There are a range of theories about why. They include fluctuations in the Earths orbit and its orientation in space as well as the growth of the Himalayas and perhaps increased atmospheric dust caused by volcanoes. Current theory puts changes in the Earths orbit via the Milankovich cycles in the driving seat.
There seem to have been about 22 major ice ages during this period. The graph below shows the seven most recent, which took place in the last 650,000 years. It plots levels of atmospheric C02, which can be used as a surrogate for average temperature. As it shows, these ice ages have a roughly 100,000-year cycle, with most of that period icy in comparison to today and less than 20,000 years warm. Data provided by ice cores from the Antarctic and Greenland for the past few hundred thousand years, and from deep-sea sediment cores from earlier times, means that our knowledge of these climate changes is now very well established. However, exactly which of the low points count as ice ages is to some extent a matter of judgement, especially as some of the low points in more recent times are actually higher than some of the peaks earlier on.
The last ice age ended about 10,000 years ago. The warmer period since then is known as the Holocene. All our history and most of our archaeology are to be found in this period. Look out of the window and the Holocene is what you see.
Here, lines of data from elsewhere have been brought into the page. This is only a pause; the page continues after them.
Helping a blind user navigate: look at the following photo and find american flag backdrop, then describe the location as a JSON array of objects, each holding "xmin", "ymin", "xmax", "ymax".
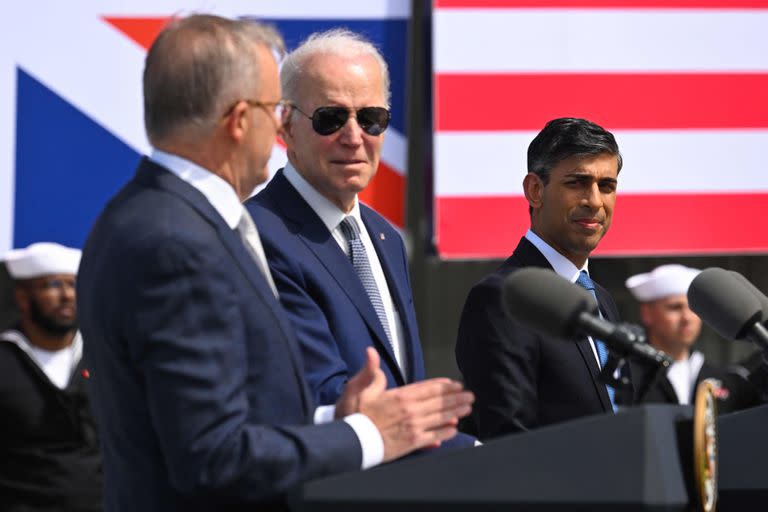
[
  {"xmin": 0, "ymin": 0, "xmax": 410, "ymax": 254},
  {"xmin": 433, "ymin": 0, "xmax": 768, "ymax": 259}
]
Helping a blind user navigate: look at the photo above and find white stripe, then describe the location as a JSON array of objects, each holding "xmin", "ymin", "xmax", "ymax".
[
  {"xmin": 382, "ymin": 128, "xmax": 406, "ymax": 176},
  {"xmin": 435, "ymin": 130, "xmax": 768, "ymax": 196},
  {"xmin": 434, "ymin": 10, "xmax": 768, "ymax": 72}
]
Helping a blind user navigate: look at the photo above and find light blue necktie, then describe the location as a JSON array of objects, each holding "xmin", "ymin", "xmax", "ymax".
[
  {"xmin": 339, "ymin": 217, "xmax": 393, "ymax": 349},
  {"xmin": 575, "ymin": 270, "xmax": 617, "ymax": 412}
]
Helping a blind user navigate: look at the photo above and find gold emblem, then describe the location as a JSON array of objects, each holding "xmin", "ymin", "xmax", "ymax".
[{"xmin": 693, "ymin": 378, "xmax": 719, "ymax": 512}]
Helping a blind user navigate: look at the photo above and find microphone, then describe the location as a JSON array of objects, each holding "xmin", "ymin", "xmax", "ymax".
[
  {"xmin": 687, "ymin": 268, "xmax": 768, "ymax": 350},
  {"xmin": 728, "ymin": 271, "xmax": 768, "ymax": 322},
  {"xmin": 502, "ymin": 267, "xmax": 673, "ymax": 367}
]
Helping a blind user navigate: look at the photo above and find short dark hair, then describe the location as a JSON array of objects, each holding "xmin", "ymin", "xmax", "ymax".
[{"xmin": 527, "ymin": 117, "xmax": 622, "ymax": 184}]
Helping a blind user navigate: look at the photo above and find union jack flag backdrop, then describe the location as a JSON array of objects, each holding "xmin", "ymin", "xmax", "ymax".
[
  {"xmin": 0, "ymin": 0, "xmax": 410, "ymax": 253},
  {"xmin": 433, "ymin": 0, "xmax": 768, "ymax": 259}
]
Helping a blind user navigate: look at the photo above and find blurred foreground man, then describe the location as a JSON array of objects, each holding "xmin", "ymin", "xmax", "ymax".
[
  {"xmin": 1, "ymin": 242, "xmax": 102, "ymax": 511},
  {"xmin": 77, "ymin": 15, "xmax": 472, "ymax": 511},
  {"xmin": 628, "ymin": 264, "xmax": 765, "ymax": 412},
  {"xmin": 456, "ymin": 117, "xmax": 634, "ymax": 440},
  {"xmin": 246, "ymin": 29, "xmax": 473, "ymax": 449}
]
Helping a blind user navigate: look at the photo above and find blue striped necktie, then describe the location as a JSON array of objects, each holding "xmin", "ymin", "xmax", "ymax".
[
  {"xmin": 339, "ymin": 217, "xmax": 394, "ymax": 349},
  {"xmin": 575, "ymin": 270, "xmax": 617, "ymax": 412}
]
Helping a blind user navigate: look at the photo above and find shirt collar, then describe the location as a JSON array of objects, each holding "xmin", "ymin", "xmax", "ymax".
[
  {"xmin": 283, "ymin": 161, "xmax": 362, "ymax": 232},
  {"xmin": 525, "ymin": 229, "xmax": 588, "ymax": 283},
  {"xmin": 150, "ymin": 149, "xmax": 243, "ymax": 229}
]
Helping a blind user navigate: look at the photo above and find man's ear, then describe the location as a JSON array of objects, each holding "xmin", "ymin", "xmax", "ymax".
[
  {"xmin": 224, "ymin": 101, "xmax": 249, "ymax": 143},
  {"xmin": 523, "ymin": 172, "xmax": 544, "ymax": 210},
  {"xmin": 639, "ymin": 303, "xmax": 654, "ymax": 327},
  {"xmin": 14, "ymin": 286, "xmax": 29, "ymax": 315}
]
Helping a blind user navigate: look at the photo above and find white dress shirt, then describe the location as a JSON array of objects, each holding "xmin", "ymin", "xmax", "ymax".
[
  {"xmin": 525, "ymin": 229, "xmax": 603, "ymax": 368},
  {"xmin": 150, "ymin": 150, "xmax": 384, "ymax": 469},
  {"xmin": 283, "ymin": 162, "xmax": 408, "ymax": 378},
  {"xmin": 666, "ymin": 351, "xmax": 705, "ymax": 405}
]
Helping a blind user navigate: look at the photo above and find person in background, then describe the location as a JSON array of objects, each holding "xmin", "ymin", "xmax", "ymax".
[
  {"xmin": 0, "ymin": 242, "xmax": 102, "ymax": 511},
  {"xmin": 628, "ymin": 264, "xmax": 766, "ymax": 412}
]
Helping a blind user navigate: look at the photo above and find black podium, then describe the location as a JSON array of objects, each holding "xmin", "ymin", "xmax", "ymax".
[
  {"xmin": 718, "ymin": 404, "xmax": 768, "ymax": 511},
  {"xmin": 291, "ymin": 405, "xmax": 696, "ymax": 511}
]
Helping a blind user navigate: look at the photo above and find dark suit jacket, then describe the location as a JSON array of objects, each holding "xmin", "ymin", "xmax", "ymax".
[
  {"xmin": 246, "ymin": 170, "xmax": 424, "ymax": 404},
  {"xmin": 634, "ymin": 355, "xmax": 766, "ymax": 414},
  {"xmin": 77, "ymin": 158, "xmax": 361, "ymax": 511},
  {"xmin": 456, "ymin": 236, "xmax": 632, "ymax": 440},
  {"xmin": 247, "ymin": 170, "xmax": 474, "ymax": 450}
]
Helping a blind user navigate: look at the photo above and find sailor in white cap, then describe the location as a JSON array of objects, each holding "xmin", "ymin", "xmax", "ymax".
[
  {"xmin": 0, "ymin": 242, "xmax": 102, "ymax": 510},
  {"xmin": 627, "ymin": 264, "xmax": 764, "ymax": 411}
]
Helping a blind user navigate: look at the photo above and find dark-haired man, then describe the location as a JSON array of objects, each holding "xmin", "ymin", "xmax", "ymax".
[
  {"xmin": 1, "ymin": 242, "xmax": 102, "ymax": 511},
  {"xmin": 456, "ymin": 117, "xmax": 629, "ymax": 439}
]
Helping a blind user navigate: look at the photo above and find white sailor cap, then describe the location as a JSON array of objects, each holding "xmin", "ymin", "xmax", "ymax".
[
  {"xmin": 4, "ymin": 242, "xmax": 82, "ymax": 279},
  {"xmin": 625, "ymin": 264, "xmax": 701, "ymax": 302}
]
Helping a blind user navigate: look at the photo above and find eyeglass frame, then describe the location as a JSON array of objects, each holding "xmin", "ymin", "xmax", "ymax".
[
  {"xmin": 288, "ymin": 103, "xmax": 392, "ymax": 136},
  {"xmin": 222, "ymin": 99, "xmax": 293, "ymax": 128}
]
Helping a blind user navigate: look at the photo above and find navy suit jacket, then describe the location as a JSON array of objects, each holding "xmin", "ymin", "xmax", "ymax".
[
  {"xmin": 77, "ymin": 159, "xmax": 361, "ymax": 511},
  {"xmin": 246, "ymin": 170, "xmax": 424, "ymax": 405},
  {"xmin": 247, "ymin": 171, "xmax": 474, "ymax": 451},
  {"xmin": 456, "ymin": 236, "xmax": 635, "ymax": 440}
]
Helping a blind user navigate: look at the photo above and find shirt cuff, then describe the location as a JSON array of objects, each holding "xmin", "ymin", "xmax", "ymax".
[
  {"xmin": 343, "ymin": 413, "xmax": 384, "ymax": 469},
  {"xmin": 313, "ymin": 405, "xmax": 336, "ymax": 424}
]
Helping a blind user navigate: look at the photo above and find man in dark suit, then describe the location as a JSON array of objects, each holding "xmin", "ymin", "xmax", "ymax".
[
  {"xmin": 456, "ymin": 117, "xmax": 626, "ymax": 440},
  {"xmin": 246, "ymin": 29, "xmax": 473, "ymax": 448},
  {"xmin": 77, "ymin": 16, "xmax": 473, "ymax": 511},
  {"xmin": 627, "ymin": 264, "xmax": 766, "ymax": 413}
]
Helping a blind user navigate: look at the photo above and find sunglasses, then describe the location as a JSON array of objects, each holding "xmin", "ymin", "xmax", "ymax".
[{"xmin": 291, "ymin": 105, "xmax": 391, "ymax": 136}]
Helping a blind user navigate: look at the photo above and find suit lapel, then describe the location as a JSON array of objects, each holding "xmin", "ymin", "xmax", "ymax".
[
  {"xmin": 266, "ymin": 172, "xmax": 401, "ymax": 372},
  {"xmin": 136, "ymin": 160, "xmax": 312, "ymax": 415},
  {"xmin": 514, "ymin": 237, "xmax": 613, "ymax": 412},
  {"xmin": 361, "ymin": 208, "xmax": 414, "ymax": 382}
]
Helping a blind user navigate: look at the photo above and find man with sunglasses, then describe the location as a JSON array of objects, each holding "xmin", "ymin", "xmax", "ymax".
[
  {"xmin": 1, "ymin": 242, "xmax": 102, "ymax": 511},
  {"xmin": 247, "ymin": 30, "xmax": 474, "ymax": 451},
  {"xmin": 77, "ymin": 16, "xmax": 472, "ymax": 511}
]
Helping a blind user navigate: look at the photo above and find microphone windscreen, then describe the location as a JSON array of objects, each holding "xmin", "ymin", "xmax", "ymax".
[
  {"xmin": 502, "ymin": 267, "xmax": 597, "ymax": 339},
  {"xmin": 729, "ymin": 271, "xmax": 768, "ymax": 323},
  {"xmin": 688, "ymin": 267, "xmax": 763, "ymax": 340}
]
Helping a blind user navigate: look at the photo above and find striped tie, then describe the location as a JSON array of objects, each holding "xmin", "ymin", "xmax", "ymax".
[
  {"xmin": 339, "ymin": 217, "xmax": 393, "ymax": 348},
  {"xmin": 575, "ymin": 270, "xmax": 617, "ymax": 412}
]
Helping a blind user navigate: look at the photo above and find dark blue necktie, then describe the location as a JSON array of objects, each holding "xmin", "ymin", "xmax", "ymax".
[
  {"xmin": 339, "ymin": 217, "xmax": 393, "ymax": 349},
  {"xmin": 575, "ymin": 270, "xmax": 617, "ymax": 412}
]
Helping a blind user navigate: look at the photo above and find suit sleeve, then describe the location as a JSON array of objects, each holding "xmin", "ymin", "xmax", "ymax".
[
  {"xmin": 123, "ymin": 236, "xmax": 360, "ymax": 502},
  {"xmin": 261, "ymin": 241, "xmax": 353, "ymax": 406},
  {"xmin": 455, "ymin": 275, "xmax": 540, "ymax": 439}
]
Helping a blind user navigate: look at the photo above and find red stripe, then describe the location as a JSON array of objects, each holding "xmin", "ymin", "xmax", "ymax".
[
  {"xmin": 436, "ymin": 73, "xmax": 768, "ymax": 131},
  {"xmin": 102, "ymin": 16, "xmax": 172, "ymax": 50},
  {"xmin": 435, "ymin": 0, "xmax": 768, "ymax": 8},
  {"xmin": 436, "ymin": 193, "xmax": 768, "ymax": 258},
  {"xmin": 359, "ymin": 162, "xmax": 405, "ymax": 227}
]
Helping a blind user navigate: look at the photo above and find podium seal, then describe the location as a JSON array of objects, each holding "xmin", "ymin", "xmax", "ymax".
[{"xmin": 693, "ymin": 378, "xmax": 719, "ymax": 512}]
Alone among the portions of the geological column, it is still growing. Come back in 100 years and it will be about 1 percent longer.
Because people live for perhaps a hundred years if they are lucky, we think that the era we live in is normal. But it is the temperatures we experience today that are unusual. For most of the last million years, average conditions have been far colder than our idea of normality. And the most recent two ice ages, when sea level was about 120m lower and temperatures 5-10°C lower than today, were also the deepest on record.
However, as the graph shows, the current warm spell is nothing special. And on past form, you might think the line is due to head south again relatively soon. That is why geologists call it an interglacial – a period between ice ages – and speculate that we may be nearer in time to the next ice age than to the last one.
Even if a full-blown ice age does not happen soon, the temperature might not remain at its current balmy heights. During the most recent ice age there were two cold snaps, beginning about 14,000 and 12,800 years ago, now called the Older and Younger Dryas. They are named after the Dryas flower – still found today in tundra ecology, but far more wide- spread during these two periods. The Younger Dryas, about which we have more detailed information, lasted about 1200 years, and began and ended very suddenly. Seen alongside everything we know about the Little Ice Age, a cooler spell during the current warm period, it suggests that sudden, briet cold snaps may be more common than had been thought.